Se ha recogido la luz, el llano ya no es amarillo. Por poco tiempo los cactus y la tierra seca, con sus grandes piedras encajadas, han vuelto a tener un color más real.

Llego a donde comienza la vegetación y la tierra baja hasta el río. En donde empieza la distancia y todo se ve claramente.

De las montañas cae el viento esparciendo una tenue sombra, y arriba de las siluetas en que se van convirtiendo aparece un azul transparente y puro, muy atrás de la sierra; años, milenios.

Mientras camino escucho el aire mover las ramas de los pinos, después el rumor del río que asciende.

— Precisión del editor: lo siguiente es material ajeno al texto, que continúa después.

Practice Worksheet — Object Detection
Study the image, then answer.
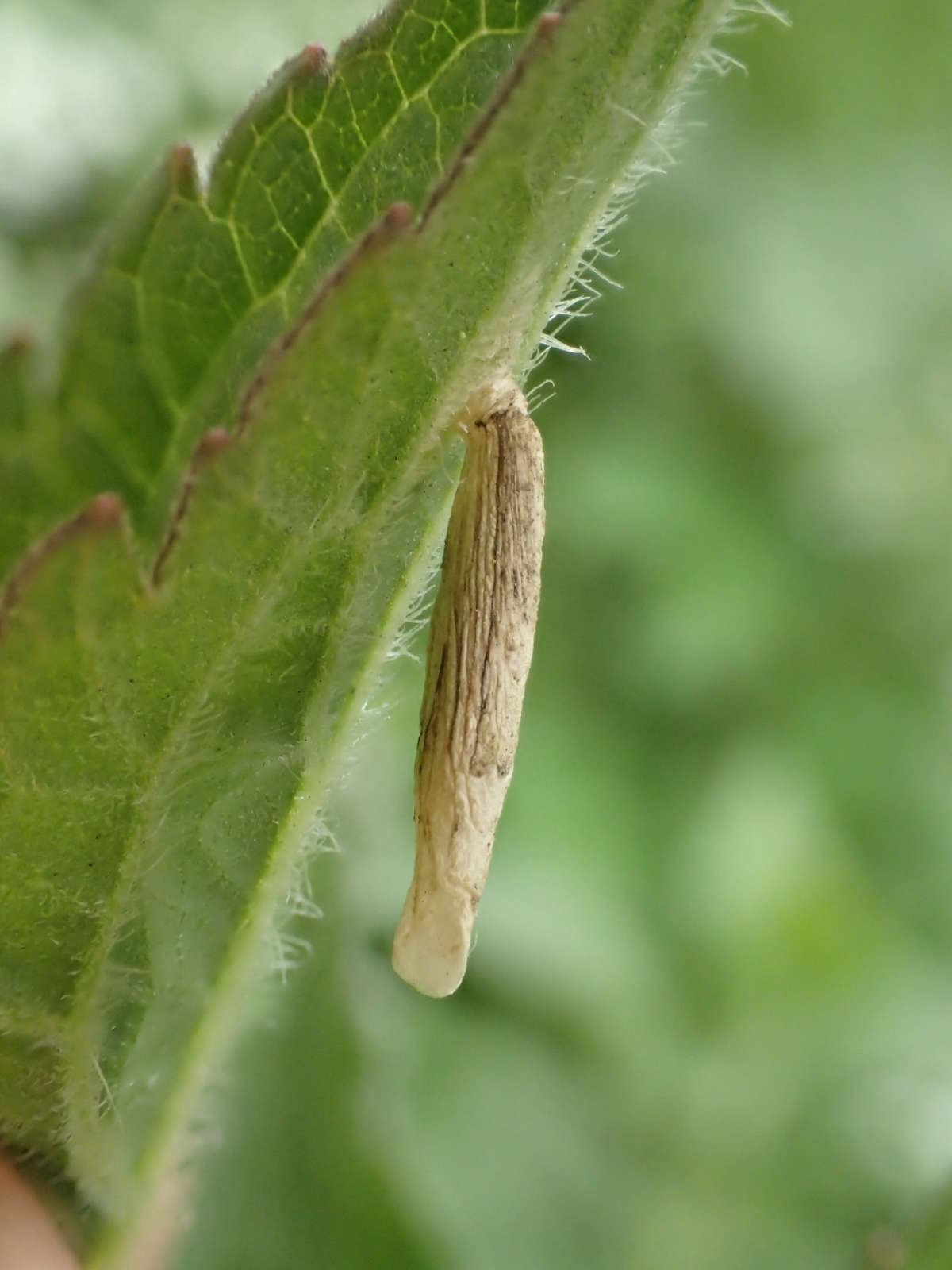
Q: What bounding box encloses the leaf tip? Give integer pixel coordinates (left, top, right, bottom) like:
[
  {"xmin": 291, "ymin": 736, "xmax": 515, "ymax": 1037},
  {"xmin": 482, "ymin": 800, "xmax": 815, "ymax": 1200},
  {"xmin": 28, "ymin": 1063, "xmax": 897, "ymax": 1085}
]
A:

La tierra se ha enfriado bajo mis pies, y tropiezo con las piedras. Pienso en las cosas que he ido olvidando de todo esto, tan conocido.

El aire se enrarece, es una música ondulante, se hace viento alejándose hasta la infancia, donde el tiempo parece reencontrar el mismo llano y los árboles; donde hay palabras que no se comprenden y se parte a una ciudad.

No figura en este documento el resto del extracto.